The maneuvers, called Anatolian Eagle, are being conducted over the central province of Konya, an Islamic stronghold. They are expected to continue until June 29.

"That these exercises should be proceeding as planned is the strongest possible message that Turkey is not afraid to be our friend even with the resumption of the [Palestinian] intifada," said an Israeli official familiar with the exercises who spoke on condition of anonymity.

Turkish officials have offered little information about the war games, which have met with resistance from Turkey's largest opposition group, the pro-Islamic Virtue Party.

Turkey, which is predominantly Muslim but officially secular, has emerged as Israel's strongest regional ally in recent years.

Encouraged by the United States, the two countries signed a military training and cooperation agreement in 1996. Turkey's first Islamic-led government sealed the accord.

A torrent of accusations ensued from the two countries' Arab neighbors and Iran, including charges that the alliance was directed against the Muslim world.

But Turkish policymakers say the alliance with the Jewish state has boosted Turkey's strategic value immeasurably in the eyes of its Western allies. Perceptions of that importance faded after the collapse of the Soviet Union in 1991.

"Rapprochement with the Israelis was our smartest foreign policy move since joining NATO," said Hasan Koni, a professor of political science at Ankara University.

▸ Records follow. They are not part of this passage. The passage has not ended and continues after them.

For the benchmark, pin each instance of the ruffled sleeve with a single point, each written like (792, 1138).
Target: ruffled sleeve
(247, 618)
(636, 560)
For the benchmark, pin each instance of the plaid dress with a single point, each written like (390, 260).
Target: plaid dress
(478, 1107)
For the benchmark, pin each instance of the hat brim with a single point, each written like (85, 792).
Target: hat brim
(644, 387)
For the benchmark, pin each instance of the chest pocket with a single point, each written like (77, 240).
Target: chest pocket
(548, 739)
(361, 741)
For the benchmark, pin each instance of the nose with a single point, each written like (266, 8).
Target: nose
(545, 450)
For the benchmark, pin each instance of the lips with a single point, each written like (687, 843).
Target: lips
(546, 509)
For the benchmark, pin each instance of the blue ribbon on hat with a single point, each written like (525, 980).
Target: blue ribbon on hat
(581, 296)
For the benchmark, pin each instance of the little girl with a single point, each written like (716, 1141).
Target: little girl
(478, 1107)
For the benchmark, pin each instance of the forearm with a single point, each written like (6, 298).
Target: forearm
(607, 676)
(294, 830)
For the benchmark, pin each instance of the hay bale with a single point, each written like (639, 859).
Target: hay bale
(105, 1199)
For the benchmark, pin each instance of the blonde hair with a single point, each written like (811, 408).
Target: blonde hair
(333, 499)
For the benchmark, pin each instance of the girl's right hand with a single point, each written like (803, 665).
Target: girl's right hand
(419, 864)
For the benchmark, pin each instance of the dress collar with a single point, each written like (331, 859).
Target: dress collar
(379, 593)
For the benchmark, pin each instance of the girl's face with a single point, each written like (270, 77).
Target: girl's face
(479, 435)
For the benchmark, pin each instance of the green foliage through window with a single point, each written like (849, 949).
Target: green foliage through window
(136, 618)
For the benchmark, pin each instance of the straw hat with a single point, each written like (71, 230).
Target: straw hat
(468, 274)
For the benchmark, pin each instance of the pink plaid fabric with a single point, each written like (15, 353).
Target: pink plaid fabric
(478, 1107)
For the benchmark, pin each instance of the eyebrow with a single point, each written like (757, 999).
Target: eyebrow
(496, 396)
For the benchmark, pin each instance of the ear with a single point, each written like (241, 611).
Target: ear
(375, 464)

Ties between the two countries have expanded in recent years to include trade and tourism. Israel has signed a $700-million deal to upgrade Turkey's squadron of U.S.-manufactured F-4 fighter jets. And talks are underway for the sale to Israel of water from southern Turkey's Manavgat River, which would be shipped via the Mediterranean.

The joint air exercises follow naval search-and-rescue operations held in January off the Israeli coast. Unlike previous simulations, however, Anatolian Eagle is reportedly offensive in nature.

Virtue Party lawmakers criticized the noise from the mock air battles, and environmental groups said the exercises will scare thousands of flamingos from a central Turkish lake.

In a statement, the Turkish general staff denied charges that the planes would use ordnance containing depleted uranium.